Even before President Obama announced his jobs plan this month, DHS was hard at work behind the scenes on a revamp of the EB-5 investor visa program. The investor visa program began with the idea that foreign investors would set up a business in the U.S. and hire employees here, and in exchange they would receive a green card.
Following DHS’s decision to “streamline” the EB-5 process, there has been a blizzard of activity by U.S. lawyers and other promoters of the visas organizing conferences and touting new ventures targeted especially at Chinese investors.
The mechanics of the EB-5 visa program have morphed into a very different approach to attract foreign investors than when the program was created.

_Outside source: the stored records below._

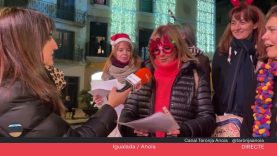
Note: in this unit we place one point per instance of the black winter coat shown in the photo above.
(248, 120)
(193, 111)
(19, 105)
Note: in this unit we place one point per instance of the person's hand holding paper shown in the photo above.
(159, 121)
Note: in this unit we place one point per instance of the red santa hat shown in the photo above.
(116, 38)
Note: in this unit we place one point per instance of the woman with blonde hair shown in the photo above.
(260, 117)
(235, 61)
(174, 86)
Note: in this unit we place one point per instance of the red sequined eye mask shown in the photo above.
(166, 45)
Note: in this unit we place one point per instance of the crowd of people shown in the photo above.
(243, 73)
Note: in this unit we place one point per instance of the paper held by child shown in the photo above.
(160, 121)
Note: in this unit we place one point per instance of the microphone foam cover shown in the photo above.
(144, 74)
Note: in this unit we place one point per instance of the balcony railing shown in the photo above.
(51, 10)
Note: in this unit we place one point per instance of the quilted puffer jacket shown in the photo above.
(18, 105)
(190, 106)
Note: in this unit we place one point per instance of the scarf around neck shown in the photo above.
(118, 73)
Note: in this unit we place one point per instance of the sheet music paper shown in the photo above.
(156, 122)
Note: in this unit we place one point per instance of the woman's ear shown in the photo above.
(255, 26)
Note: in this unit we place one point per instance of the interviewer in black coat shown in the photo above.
(28, 96)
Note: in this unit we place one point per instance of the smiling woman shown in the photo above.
(30, 104)
(260, 120)
(235, 60)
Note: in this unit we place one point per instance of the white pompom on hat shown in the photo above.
(116, 38)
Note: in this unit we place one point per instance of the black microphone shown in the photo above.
(136, 80)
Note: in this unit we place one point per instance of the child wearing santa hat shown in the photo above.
(121, 62)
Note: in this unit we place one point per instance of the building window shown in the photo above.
(65, 41)
(146, 6)
(99, 45)
(206, 25)
(21, 3)
(66, 9)
(124, 17)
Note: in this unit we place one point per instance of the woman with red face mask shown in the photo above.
(173, 87)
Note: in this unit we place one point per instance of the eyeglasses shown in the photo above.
(156, 46)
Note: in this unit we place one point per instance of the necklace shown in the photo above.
(263, 99)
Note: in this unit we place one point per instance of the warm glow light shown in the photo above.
(161, 8)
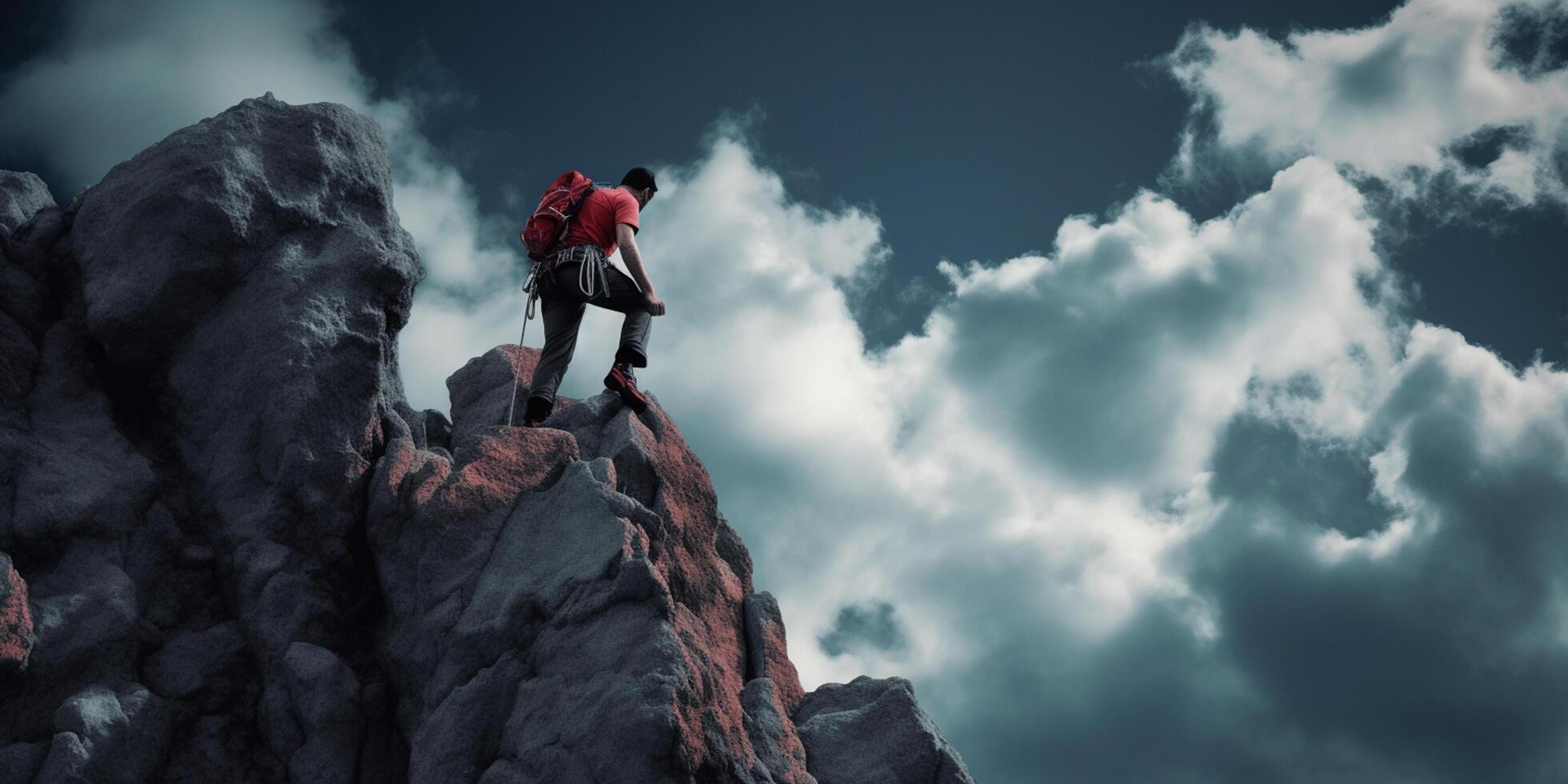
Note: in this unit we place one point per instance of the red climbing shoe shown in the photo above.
(623, 383)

Instead of setting up an actual business, most EB-5 investors place their money with a DHS approved “regional center” – which could be a private investment firm but can also be the arm of a regional, state, or local economic development agency.
EB-5 money is being used not only for investing in new small businesses but is also now being pooled with other investors in large ones such as the new arena for the Sacramento Kings NBA franchise.

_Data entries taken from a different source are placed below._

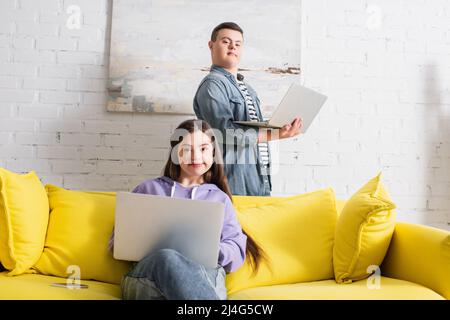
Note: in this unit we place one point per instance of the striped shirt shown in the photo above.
(263, 147)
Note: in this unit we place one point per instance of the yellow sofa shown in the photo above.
(415, 267)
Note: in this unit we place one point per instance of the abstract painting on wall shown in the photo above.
(159, 50)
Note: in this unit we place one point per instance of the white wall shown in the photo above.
(383, 64)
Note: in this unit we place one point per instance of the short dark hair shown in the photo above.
(225, 25)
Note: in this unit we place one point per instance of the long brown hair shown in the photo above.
(215, 175)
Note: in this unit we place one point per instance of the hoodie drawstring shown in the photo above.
(194, 190)
(172, 191)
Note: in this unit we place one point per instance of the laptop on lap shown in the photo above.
(145, 223)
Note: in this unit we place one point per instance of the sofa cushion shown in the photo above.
(38, 287)
(363, 232)
(78, 233)
(296, 233)
(388, 289)
(24, 211)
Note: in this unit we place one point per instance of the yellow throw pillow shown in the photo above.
(77, 238)
(363, 232)
(23, 220)
(296, 233)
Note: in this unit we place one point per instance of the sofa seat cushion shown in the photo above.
(295, 233)
(38, 287)
(389, 289)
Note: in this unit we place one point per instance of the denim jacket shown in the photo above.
(219, 101)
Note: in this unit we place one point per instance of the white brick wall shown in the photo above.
(385, 67)
(383, 64)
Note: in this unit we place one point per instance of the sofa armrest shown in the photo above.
(420, 254)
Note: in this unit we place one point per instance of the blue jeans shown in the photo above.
(167, 274)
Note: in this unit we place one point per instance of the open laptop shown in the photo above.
(298, 101)
(145, 223)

Foreign investors looking for a fast-track to residency should examine the track record of the program. An investigation by Reuters last December revealed that barely half of EB-5 applicants eventually got a green card.
The program also raises troubling questions about whether the U.S. is putting residency up for sale. And given the recent history of government directed investment, is it really wise to assume that taxpayer money isn’t involved in loan guarantees or other ways? Furthermore, As Michelle Malkin noted in her column last weekend, “If the feds can’t be trusted to invest government subsidies wisely in American companies, how can they possibly determine which overseas investors will be successful here?”